Indeed, the Fed's zero-interest-rate policies have been the sine qua non of Obama's economic playbook. Such policies staved off, or delayed, a major depression and fueled a wobbly recovery.
But these same zero-interest-rate policies also helped create the very income disparities Obama has railed against. They have failed to weed out debt excesses or stimulate real wage growth. And low rates have created new asset bubbles primed for popping once again.
Obama also subscribed to Greenspan's view that deficits are dangerous. Obama embraced Republican fiscal constraints and became something of a deficit hawk. During his presidency, his 2010 deficit of $1.6 trillion had fallen to $438 billion by 2015.
While Obama would not fall into the Kemp-Laffer-Kudlow school of supply-side economics to which I subscribe, his economic policies have been well within the traditional GOP orbit.
While in office, we often put our presidents into an ideological box. Later, historians often take a more balanced and factual view.
Truman was despised, but today is considered a titan. Liberals have become more amenable to Ronald Reagan's presidency, as some conservatives have with Bill Clinton's.
Already, President Trump is fraying the ideological edges by embracing a major infrastructure program, calling for universal healthcare coverage, and even offering a hand of friendship to Putin.
Trump's economic team, led largely by Goldman Sachs executives who backed President Obama in two elections, are just one signal the president will continue the establishment monetary policies of his predecessor.

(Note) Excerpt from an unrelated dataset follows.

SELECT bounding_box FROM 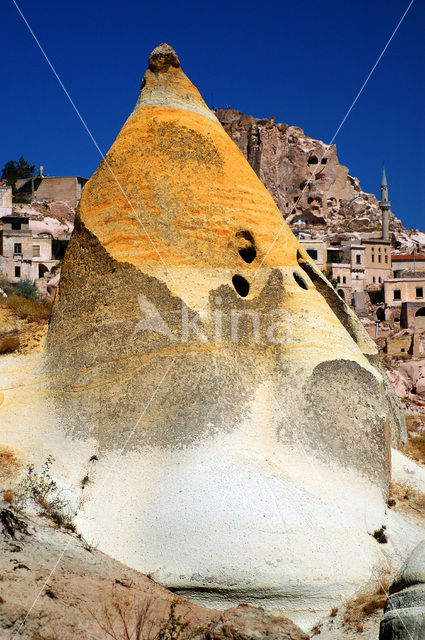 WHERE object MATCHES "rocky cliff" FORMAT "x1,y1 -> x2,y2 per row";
216,109 -> 402,232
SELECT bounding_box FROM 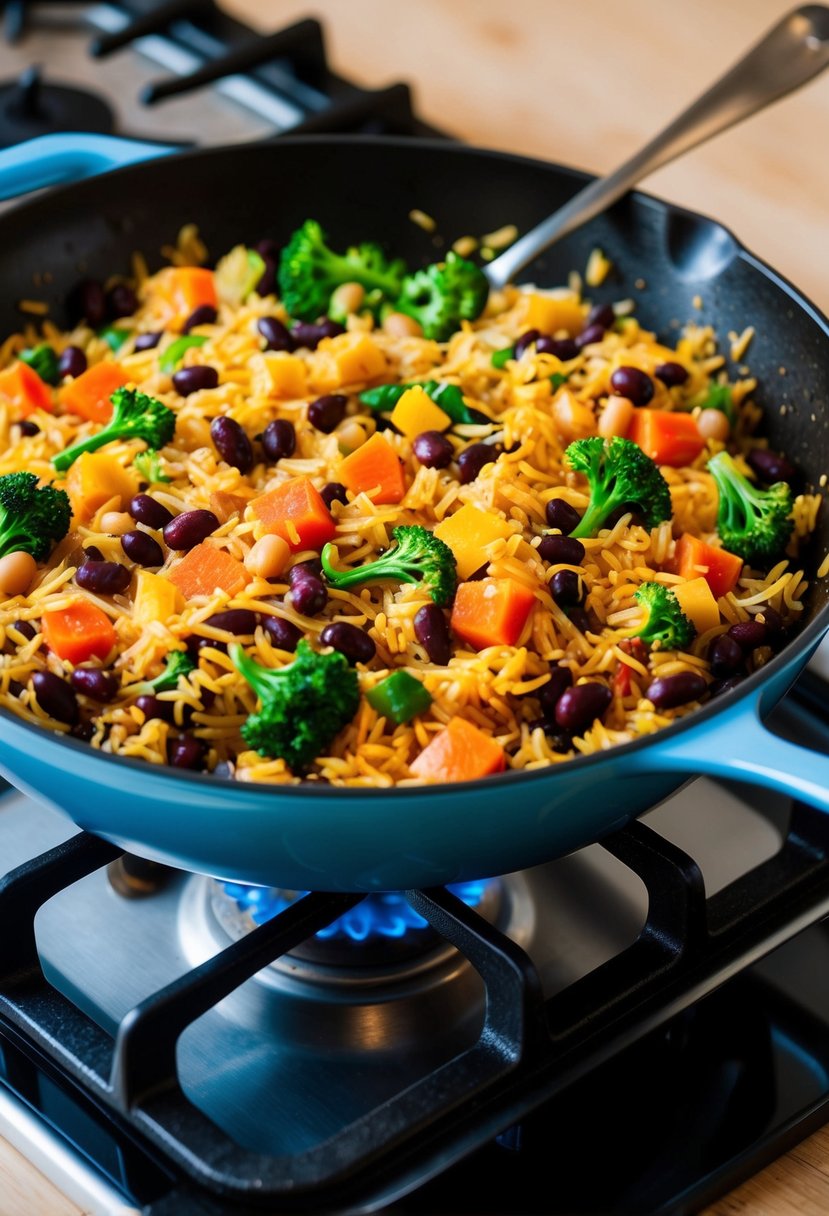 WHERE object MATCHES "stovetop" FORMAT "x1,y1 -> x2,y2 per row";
0,0 -> 829,1216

Framed by a Trump presidency, we will soon look back at the Obama presidency and see it for what it was.
Once talking about his first-term accomplishments, Obama's then Treasury Secretary Timothy Geithner reportedly told the president, "Your accomplishment is going to be preventing a second Great Depression."
If that turns out to be true, Obama can thank the Republicans who played a large role in making this outcome.